The Swiss art dealer Yves Bouvier, once dubbed "the king of the freeports", has sold his Singapore freeport to the Chinese crypto billionaire Jihan Wu for a reported $28.4m.
Bouvier has been making headlines since 2014 when he was arrested after the Russian oligarch Dmitry Rybolovlev accused him of fraud. Over the past seven years, Rybolovlev has doggedly pursued criminal and civil charges against Bouvier, who he alleges defrauded him out of $1bn on 38 art transactions worth a reported $2bn. Bouvier has denied all charges and last declared "complete victory" after a prosecutor dismissed the case against him. However, the Geneva courts reopened the lawsuit against Bouvier in July.
The freeport sale marks a significant loss for Bouvier, as the original construction of the state-of-the-art facility in 2010 was estimated to cost $70m, while another potential deal in October 2019 to Tayrona Pacific Star was supposed to close at around $60m.
Bouvier declined to comment on the sale in accordance with a confidentiality agreement.
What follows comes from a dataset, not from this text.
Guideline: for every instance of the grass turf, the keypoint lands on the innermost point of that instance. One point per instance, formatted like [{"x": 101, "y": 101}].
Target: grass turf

According to a legal case filed in Singapore’s High Court in April 2020, the Tayrona sale was delayed four times after the company's director Jaime Ordonez complained about the “bad physical and technological condition” of Le Freeport’s infrastructure. It was also alleged that the sale was deferred after difficulties procuring a loan due to an unflattering article about Bouvier in the press. Ordonez vehemently denied these allegations in a Bloomberg report.
Nicknamed “Asia’s fort knox", the Singapore facility was designed to emulate Swiss security and tax techniques to appeal to the booming Chinese market of new collectors eager to avoid government involvement in their finances. Yet, after a lifetime of success for Bouvier in art business dealings (with a net-worth at his peak of more than $1bn), his post-legal scandal investments were not reported to be performing well. Singaporean regulatory filings indicated overall losses of $13.1m and $14.2m of debt for the Le Freeport in 2018.
Experts explain the losses by pointing to the changing tide in the Chinese government around 2014, when there was a crack down on tangible luxury investment. This makes the new owner Jihan Wu all the more interesting, as his world of cryptocurrency millions has its roots in precisely the opposite.
Wu made his billions in the intangible world of Bitcoin mining, founding Bitmain Technologies in 2013. Like Bouvier, he is no stranger to market volatility, nor soured dealings. The 36-year-old is among the youngest billionaires in Asia, notorious for pushing his business partner Micree Zhan out of the company. Their 2019 divestment echoes the so-called "Bouvier Affair", with Zhan quoted by Coindesk as saying, “Bitmain is our child. I will fight for her till the end with legal weapons. I won’t allow those who want to plot against Bitmain to succeed. If someone wants a war, we will give them one.”
Cryptopotato reported that Wu eventually stepped down as Bitmain’s chief executive and Zhan bought him out with equity worth $600m. His new venture, Matrixport, a digital assets financial services platform, has been valued by Forbes at $1bn after just two years, while his personal net worth is estimated at $2bn.
It is not clear how the physical freeport will dovetail with Wu's intangible assets, but Asia’s crypto billionaires have already expressed interest in both art for the Metaverse and for the contemporary museum. Notably, 32-year-old Justin Sun spent $100m at auction in 2021 alone, including purchases of works by Andy Warhol, Pablo Picasso and Alberto Giacometti.